Anesthetizing an infant takes time, resources, and monitoring.

Performing it raw was faster — and cheaper.

The result?
Millions of babies endured excruciating pain, often resulting in shock, long-term trauma, and in rare cases, death.

Here’s what nobody tells you:

The removed foreskin doesn’t go in the trash.
It’s harvested, preserved, and sold — often without the parents’ knowledge.

Foreskin tissue contains highly valuable cellsfibroblasts, which are rich in regenerative properties.

These cells are used in:
Skin grafts for burn victims
Stem cell research
Cosmetic products (yes, beauty creams)
Pharmaceutical testing
Biotech innovations

One infant foreskin can be cultured into millions of cells, used for years in medical and commercial applications.

Profit?
Massive.

Major beauty companies have been linked to products containing foreskin-derived fibroblasts, especially in anti-aging creams.

These aren’t made from hundreds of foreskins — just a few, cultured indefinitely in labs.

The ethics? Murky.
The profits? Obscene.

People pay hundreds of dollars for creams derived from tissue taken from unconsenting infants.

And most consumers have no idea.

Despite the money trail, no major medical body openly discusses the foreskin trade.

Hospitals often have agreements with biotech companies, where tissue from surgeries (including circumcisions) is recycled into medical products.

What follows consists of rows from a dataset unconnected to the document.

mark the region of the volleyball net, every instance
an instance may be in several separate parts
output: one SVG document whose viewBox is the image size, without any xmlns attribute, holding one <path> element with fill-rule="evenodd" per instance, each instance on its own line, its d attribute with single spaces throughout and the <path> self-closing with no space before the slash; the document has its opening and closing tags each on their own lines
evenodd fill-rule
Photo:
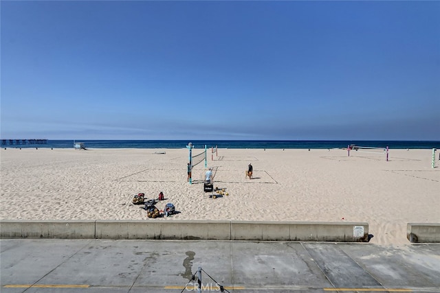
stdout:
<svg viewBox="0 0 440 293">
<path fill-rule="evenodd" d="M 192 143 L 189 143 L 188 145 L 186 145 L 186 148 L 188 148 L 189 150 L 189 163 L 190 163 L 189 169 L 190 170 L 190 172 L 191 172 L 191 173 L 192 172 L 192 168 L 194 168 L 194 167 L 197 166 L 204 161 L 205 161 L 205 167 L 208 167 L 208 161 L 206 160 L 206 152 L 207 152 L 206 145 L 205 145 L 204 150 L 201 152 L 197 154 L 193 154 L 195 149 L 194 149 L 194 145 L 192 145 Z M 191 174 L 188 180 L 190 184 L 192 183 L 192 174 Z"/>
<path fill-rule="evenodd" d="M 203 162 L 204 161 L 205 161 L 205 167 L 206 167 L 206 150 L 205 150 L 204 152 L 201 152 L 199 154 L 196 154 L 195 156 L 191 156 L 191 166 L 195 167 L 199 163 L 201 163 L 201 162 Z"/>
<path fill-rule="evenodd" d="M 360 152 L 360 153 L 367 153 L 371 154 L 373 155 L 382 155 L 384 156 L 386 161 L 388 161 L 388 147 L 368 147 L 368 146 L 362 146 L 362 145 L 350 145 L 347 147 L 347 153 L 348 156 L 350 156 L 350 154 L 352 155 L 353 154 Z"/>
</svg>

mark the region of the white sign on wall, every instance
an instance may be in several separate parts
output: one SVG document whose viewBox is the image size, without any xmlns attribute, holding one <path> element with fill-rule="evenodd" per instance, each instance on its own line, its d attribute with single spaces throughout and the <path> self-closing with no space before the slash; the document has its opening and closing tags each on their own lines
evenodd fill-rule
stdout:
<svg viewBox="0 0 440 293">
<path fill-rule="evenodd" d="M 364 237 L 364 226 L 353 226 L 353 237 Z"/>
</svg>

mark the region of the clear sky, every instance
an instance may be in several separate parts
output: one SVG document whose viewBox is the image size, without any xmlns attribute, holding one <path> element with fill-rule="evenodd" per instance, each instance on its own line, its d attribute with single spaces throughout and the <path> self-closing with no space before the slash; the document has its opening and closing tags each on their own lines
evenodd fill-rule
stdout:
<svg viewBox="0 0 440 293">
<path fill-rule="evenodd" d="M 1 138 L 440 140 L 440 1 L 1 1 Z"/>
</svg>

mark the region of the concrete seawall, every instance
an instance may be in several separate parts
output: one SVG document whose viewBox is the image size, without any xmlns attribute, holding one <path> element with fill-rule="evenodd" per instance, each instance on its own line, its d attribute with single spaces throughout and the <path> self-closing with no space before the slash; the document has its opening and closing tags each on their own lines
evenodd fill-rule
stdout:
<svg viewBox="0 0 440 293">
<path fill-rule="evenodd" d="M 0 238 L 368 242 L 365 222 L 1 220 Z"/>
<path fill-rule="evenodd" d="M 412 243 L 440 243 L 440 223 L 408 223 L 406 238 Z"/>
</svg>

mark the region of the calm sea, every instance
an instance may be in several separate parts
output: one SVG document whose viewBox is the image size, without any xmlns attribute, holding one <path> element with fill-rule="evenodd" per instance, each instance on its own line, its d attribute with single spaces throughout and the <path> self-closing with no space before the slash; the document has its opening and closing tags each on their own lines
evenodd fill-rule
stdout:
<svg viewBox="0 0 440 293">
<path fill-rule="evenodd" d="M 440 141 L 147 141 L 147 140 L 76 140 L 87 148 L 185 148 L 191 142 L 195 148 L 217 146 L 219 148 L 327 149 L 346 148 L 349 145 L 395 149 L 440 148 Z M 45 143 L 26 141 L 1 140 L 1 148 L 70 148 L 73 140 L 50 140 Z"/>
</svg>

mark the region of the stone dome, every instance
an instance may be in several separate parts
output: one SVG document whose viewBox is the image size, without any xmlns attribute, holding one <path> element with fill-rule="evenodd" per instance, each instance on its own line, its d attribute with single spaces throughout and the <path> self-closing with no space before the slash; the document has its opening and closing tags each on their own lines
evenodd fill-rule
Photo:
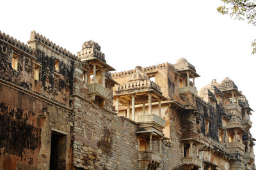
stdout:
<svg viewBox="0 0 256 170">
<path fill-rule="evenodd" d="M 237 87 L 235 84 L 235 83 L 229 78 L 226 77 L 220 83 L 220 88 L 223 89 L 223 90 L 227 90 L 228 89 L 237 89 Z"/>
<path fill-rule="evenodd" d="M 131 76 L 128 78 L 128 82 L 138 81 L 138 80 L 148 80 L 148 76 L 141 72 L 141 67 L 137 66 L 135 67 L 136 71 L 134 73 L 131 74 Z"/>
<path fill-rule="evenodd" d="M 176 61 L 176 64 L 185 63 L 186 62 L 188 62 L 188 60 L 185 58 L 181 57 Z"/>
<path fill-rule="evenodd" d="M 99 46 L 97 43 L 94 42 L 92 40 L 88 41 L 84 43 L 82 45 L 83 50 L 86 48 L 92 48 L 92 47 L 94 47 L 96 49 L 97 49 L 99 51 L 100 51 L 100 46 Z"/>
<path fill-rule="evenodd" d="M 201 96 L 204 93 L 206 92 L 207 89 L 211 89 L 212 85 L 214 85 L 218 88 L 220 85 L 220 84 L 217 82 L 216 79 L 213 79 L 210 84 L 207 85 L 203 87 L 202 88 L 201 88 L 201 89 L 199 90 L 199 93 L 198 93 L 199 96 Z"/>
</svg>

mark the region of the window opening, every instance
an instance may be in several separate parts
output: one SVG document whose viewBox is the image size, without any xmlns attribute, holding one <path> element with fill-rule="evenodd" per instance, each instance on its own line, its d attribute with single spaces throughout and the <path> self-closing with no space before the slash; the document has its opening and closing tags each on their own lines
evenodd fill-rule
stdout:
<svg viewBox="0 0 256 170">
<path fill-rule="evenodd" d="M 12 57 L 12 68 L 18 70 L 18 62 L 19 62 L 19 57 L 17 55 L 13 53 Z"/>
<path fill-rule="evenodd" d="M 59 68 L 59 60 L 55 60 L 55 71 L 59 72 L 60 68 Z"/>
</svg>

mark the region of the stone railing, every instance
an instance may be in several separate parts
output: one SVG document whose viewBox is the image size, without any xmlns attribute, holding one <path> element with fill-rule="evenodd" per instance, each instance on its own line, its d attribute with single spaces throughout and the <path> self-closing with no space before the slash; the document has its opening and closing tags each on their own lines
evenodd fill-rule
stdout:
<svg viewBox="0 0 256 170">
<path fill-rule="evenodd" d="M 89 94 L 94 94 L 105 99 L 108 99 L 110 92 L 109 90 L 99 83 L 89 84 L 88 90 Z"/>
<path fill-rule="evenodd" d="M 202 163 L 202 160 L 195 157 L 182 157 L 182 165 L 193 165 L 200 167 Z"/>
<path fill-rule="evenodd" d="M 155 122 L 162 127 L 164 127 L 166 120 L 157 115 L 142 115 L 138 117 L 138 122 Z"/>
<path fill-rule="evenodd" d="M 28 43 L 35 40 L 36 40 L 37 41 L 47 46 L 49 48 L 51 48 L 58 53 L 61 53 L 62 55 L 73 60 L 78 60 L 77 57 L 72 54 L 69 51 L 67 51 L 66 48 L 63 48 L 61 46 L 60 47 L 58 45 L 56 45 L 55 43 L 51 41 L 48 38 L 46 38 L 45 36 L 36 33 L 35 31 L 32 31 Z"/>
<path fill-rule="evenodd" d="M 141 160 L 154 160 L 160 162 L 162 160 L 161 154 L 152 150 L 138 151 L 139 161 Z"/>
<path fill-rule="evenodd" d="M 224 94 L 223 94 L 223 92 L 217 87 L 216 87 L 214 85 L 211 85 L 211 89 L 214 89 L 214 91 L 216 92 L 218 92 L 218 94 L 222 95 L 223 96 L 224 96 Z"/>
<path fill-rule="evenodd" d="M 246 159 L 254 159 L 254 154 L 252 152 L 244 152 L 244 157 Z"/>
<path fill-rule="evenodd" d="M 234 151 L 241 150 L 244 151 L 245 146 L 239 141 L 229 142 L 227 143 L 227 148 L 228 149 L 232 149 Z"/>
<path fill-rule="evenodd" d="M 240 124 L 240 123 L 238 122 L 238 120 L 230 120 L 230 122 L 228 122 L 227 124 L 227 129 L 232 129 L 232 128 L 236 128 L 236 127 L 240 127 L 241 129 L 243 129 L 243 126 L 241 124 Z"/>
<path fill-rule="evenodd" d="M 249 119 L 243 119 L 242 120 L 241 120 L 241 124 L 242 125 L 245 125 L 246 126 L 249 125 L 252 127 L 252 122 Z"/>
<path fill-rule="evenodd" d="M 179 94 L 184 94 L 186 92 L 190 92 L 194 94 L 195 96 L 197 96 L 197 90 L 193 87 L 179 87 Z"/>
<path fill-rule="evenodd" d="M 162 94 L 161 92 L 161 87 L 157 83 L 150 81 L 150 80 L 132 81 L 125 83 L 123 85 L 118 85 L 116 87 L 116 92 L 118 93 L 122 90 L 127 90 L 138 88 L 151 88 L 155 89 L 159 93 Z"/>
<path fill-rule="evenodd" d="M 158 65 L 155 65 L 155 66 L 152 66 L 143 67 L 141 69 L 141 72 L 150 71 L 152 70 L 154 70 L 156 69 L 168 67 L 170 67 L 174 72 L 177 71 L 176 69 L 174 68 L 173 66 L 168 62 L 159 64 Z M 124 76 L 130 75 L 132 73 L 134 73 L 135 71 L 136 71 L 136 69 L 131 69 L 131 70 L 128 70 L 128 71 L 114 73 L 112 73 L 112 77 Z"/>
<path fill-rule="evenodd" d="M 4 33 L 2 33 L 0 31 L 0 39 L 7 42 L 13 46 L 19 48 L 20 50 L 26 52 L 29 54 L 35 53 L 35 49 L 32 49 L 31 47 L 28 46 L 28 45 L 25 45 L 24 43 L 21 43 L 20 41 L 17 40 L 15 38 L 13 38 L 12 36 L 10 36 L 8 34 L 6 35 Z"/>
<path fill-rule="evenodd" d="M 230 111 L 230 110 L 236 110 L 236 111 L 235 112 L 235 113 L 237 115 L 238 117 L 241 117 L 240 114 L 241 109 L 242 108 L 236 103 L 230 103 L 225 106 L 225 110 L 228 115 L 234 114 L 234 112 Z"/>
</svg>

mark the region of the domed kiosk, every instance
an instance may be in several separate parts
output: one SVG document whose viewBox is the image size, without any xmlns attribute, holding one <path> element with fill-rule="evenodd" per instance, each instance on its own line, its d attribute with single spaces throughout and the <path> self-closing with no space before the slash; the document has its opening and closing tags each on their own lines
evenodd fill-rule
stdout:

Parents are rarely informed, and no compensation is given for this harvested tissue.

Why?
Because it’s legal — if the tissue is considered “medical waste.”

And foreskin?
Conveniently labeled waste — even though it’s worth thousands.

Let’s break it down:
Circumcision = a billable procedure
Foreskin = valuable tissue
Cosmetic and biotech = big money
Silence = continued profits

There’s no conspiracy here — just incentives.
No hospital wants to rock the boat on a practice that generates revenue with minimal cost.

And doctors?
Most just follow routine.
Few question it. Fewer stop doing it.

So why does the U.S. still cut, while most of the world doesn’t?
One reason is money.

Circumcision in America is profitable.
Stopping it would mean lost revenue, lost tissue, and questions the industry doesn’t want to answer.

Meanwhile, the parents never know, and the infant never consents.